Closer to home, Douglas has also taken trips to Belgium, the Netherlands, Germany, Switzerland and Sweden — anywhere the marketing department feel he might be usefully deployed in getting his message across to the industry and to the enthusiasts who know just as much about the usige beatha.
"These are the guys who spread the word for you and that’s we way we have got to do things because we haven’t got a massive marketing budget," Douglas added.
The strategy is paying off and the distillery sells 2.5 million litres of whisky a year, though Douglas points out that in the past it used to make as much as 13 million litres each year. However, in those days it all went into blended whisky, meaning that few people knew of Tomatin.

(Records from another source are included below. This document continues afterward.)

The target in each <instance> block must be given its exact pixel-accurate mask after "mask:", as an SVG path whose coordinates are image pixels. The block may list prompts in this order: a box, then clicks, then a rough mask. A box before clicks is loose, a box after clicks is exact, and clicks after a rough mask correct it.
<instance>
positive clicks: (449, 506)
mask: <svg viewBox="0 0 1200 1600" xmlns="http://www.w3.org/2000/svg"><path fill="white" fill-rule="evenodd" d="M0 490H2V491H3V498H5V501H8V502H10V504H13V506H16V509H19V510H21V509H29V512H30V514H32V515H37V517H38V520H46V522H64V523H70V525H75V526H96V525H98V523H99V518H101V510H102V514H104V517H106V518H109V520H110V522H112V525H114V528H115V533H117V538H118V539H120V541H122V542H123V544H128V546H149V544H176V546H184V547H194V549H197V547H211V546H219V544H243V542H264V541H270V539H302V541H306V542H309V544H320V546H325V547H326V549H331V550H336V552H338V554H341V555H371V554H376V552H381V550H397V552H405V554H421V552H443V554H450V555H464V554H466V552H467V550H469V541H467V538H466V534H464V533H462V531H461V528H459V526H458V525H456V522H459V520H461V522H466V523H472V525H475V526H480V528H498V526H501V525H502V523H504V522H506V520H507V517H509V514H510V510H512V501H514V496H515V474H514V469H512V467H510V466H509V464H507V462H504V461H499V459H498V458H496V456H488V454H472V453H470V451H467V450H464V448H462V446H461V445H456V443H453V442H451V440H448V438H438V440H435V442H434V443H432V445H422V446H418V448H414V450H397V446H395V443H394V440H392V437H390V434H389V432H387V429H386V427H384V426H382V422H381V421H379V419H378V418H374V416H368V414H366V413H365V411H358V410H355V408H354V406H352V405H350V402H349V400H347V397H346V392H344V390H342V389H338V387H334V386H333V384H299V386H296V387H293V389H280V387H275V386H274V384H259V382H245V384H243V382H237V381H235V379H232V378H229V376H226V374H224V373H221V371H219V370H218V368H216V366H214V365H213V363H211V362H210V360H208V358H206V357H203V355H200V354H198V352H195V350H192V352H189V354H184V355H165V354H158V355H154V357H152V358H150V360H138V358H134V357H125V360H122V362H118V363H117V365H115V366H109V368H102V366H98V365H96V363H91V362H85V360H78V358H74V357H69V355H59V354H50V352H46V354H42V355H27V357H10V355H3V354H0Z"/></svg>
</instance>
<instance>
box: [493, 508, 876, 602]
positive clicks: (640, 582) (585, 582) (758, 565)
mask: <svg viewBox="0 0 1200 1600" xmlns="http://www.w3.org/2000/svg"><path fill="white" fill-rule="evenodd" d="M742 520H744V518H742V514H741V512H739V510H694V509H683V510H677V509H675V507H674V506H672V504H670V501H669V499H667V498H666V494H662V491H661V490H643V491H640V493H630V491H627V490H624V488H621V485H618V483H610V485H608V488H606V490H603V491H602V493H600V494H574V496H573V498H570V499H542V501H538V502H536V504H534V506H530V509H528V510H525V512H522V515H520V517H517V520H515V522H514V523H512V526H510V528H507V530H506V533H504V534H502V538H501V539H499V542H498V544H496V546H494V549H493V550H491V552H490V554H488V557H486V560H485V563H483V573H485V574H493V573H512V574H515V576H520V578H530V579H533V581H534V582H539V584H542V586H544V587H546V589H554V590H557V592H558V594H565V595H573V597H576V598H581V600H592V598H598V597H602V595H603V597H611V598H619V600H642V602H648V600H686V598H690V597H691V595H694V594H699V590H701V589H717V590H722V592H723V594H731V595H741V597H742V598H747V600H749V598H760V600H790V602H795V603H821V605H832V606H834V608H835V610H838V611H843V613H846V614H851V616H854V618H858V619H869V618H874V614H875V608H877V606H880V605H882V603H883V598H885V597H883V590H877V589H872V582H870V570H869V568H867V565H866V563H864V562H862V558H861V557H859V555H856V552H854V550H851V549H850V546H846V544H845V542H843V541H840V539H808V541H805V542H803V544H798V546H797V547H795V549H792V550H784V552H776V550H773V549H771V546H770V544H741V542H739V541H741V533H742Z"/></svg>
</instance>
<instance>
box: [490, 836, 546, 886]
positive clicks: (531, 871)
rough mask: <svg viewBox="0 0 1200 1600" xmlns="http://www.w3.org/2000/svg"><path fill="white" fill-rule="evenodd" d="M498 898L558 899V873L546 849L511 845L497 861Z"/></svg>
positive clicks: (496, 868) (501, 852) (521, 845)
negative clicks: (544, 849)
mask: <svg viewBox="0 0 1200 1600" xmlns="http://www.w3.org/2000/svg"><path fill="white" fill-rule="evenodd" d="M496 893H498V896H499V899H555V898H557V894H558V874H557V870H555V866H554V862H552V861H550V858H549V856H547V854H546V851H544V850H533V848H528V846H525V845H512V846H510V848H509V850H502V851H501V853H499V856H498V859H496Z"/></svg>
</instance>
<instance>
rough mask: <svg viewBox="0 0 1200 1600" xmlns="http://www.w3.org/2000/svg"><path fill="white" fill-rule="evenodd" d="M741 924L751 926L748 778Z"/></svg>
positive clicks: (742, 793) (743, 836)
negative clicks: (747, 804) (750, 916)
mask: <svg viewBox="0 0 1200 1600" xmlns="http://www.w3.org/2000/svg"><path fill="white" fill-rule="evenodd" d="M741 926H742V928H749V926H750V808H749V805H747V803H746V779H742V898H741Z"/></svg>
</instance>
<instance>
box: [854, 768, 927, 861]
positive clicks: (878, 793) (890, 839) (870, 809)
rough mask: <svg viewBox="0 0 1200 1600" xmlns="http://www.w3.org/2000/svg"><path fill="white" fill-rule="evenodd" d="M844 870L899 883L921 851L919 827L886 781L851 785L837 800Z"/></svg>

The difference today, post-liquidation, is that Tomatin now concentrates on producing its own malts.
"If you have a blended bottled, there are 30 different kinds of whisky in it. With malted it’s just one and that becomes the story," Douglas said.
"Tomatin is a very palatable, easy drinking whisky. The water comes off the Monadhliath Mountains and runs over the peat so the water is soft and can be a bit brown."
Tomatin no longer has its own maltings and has bought in malted barley for over 40 years. However, despite the views of other distilleries, Douglas does not believe this has a great impact on the whisky’s flavour. More important, he believes, are the water and the stills — each distillery uses its own unique design — while the greatest changes take place as part of the maturing process.
However, outside his work duties, Douglas is no whisky geek.
Only very occasionally will he have a glass at home, preferring wine or beer, though if he gets a spare moment at a whisky fair, he will try and sample some of the opposition.
However, his expertise when it comes to Tomatin’s own produce has been pressed into service to produce a special whisky marking his own length of service at the distillery.
Called Decades, it is a blend of five whiskies each drawn from a decade of Douglas’s service at Tomatin — 1967, 1976, 1984, 1990 and 2005.
Produced in a limited run of 9000 bottles, what Douglas regards as a nice tribute to his time at Tomatin is also regarded by connoisseurs as a very nice whisky and is selling well since its release in June.
Perhaps well enough to merit a sequel?
"I’m on my next decade now," he pointed out with a smile, "but I don’t think I’ll do another one."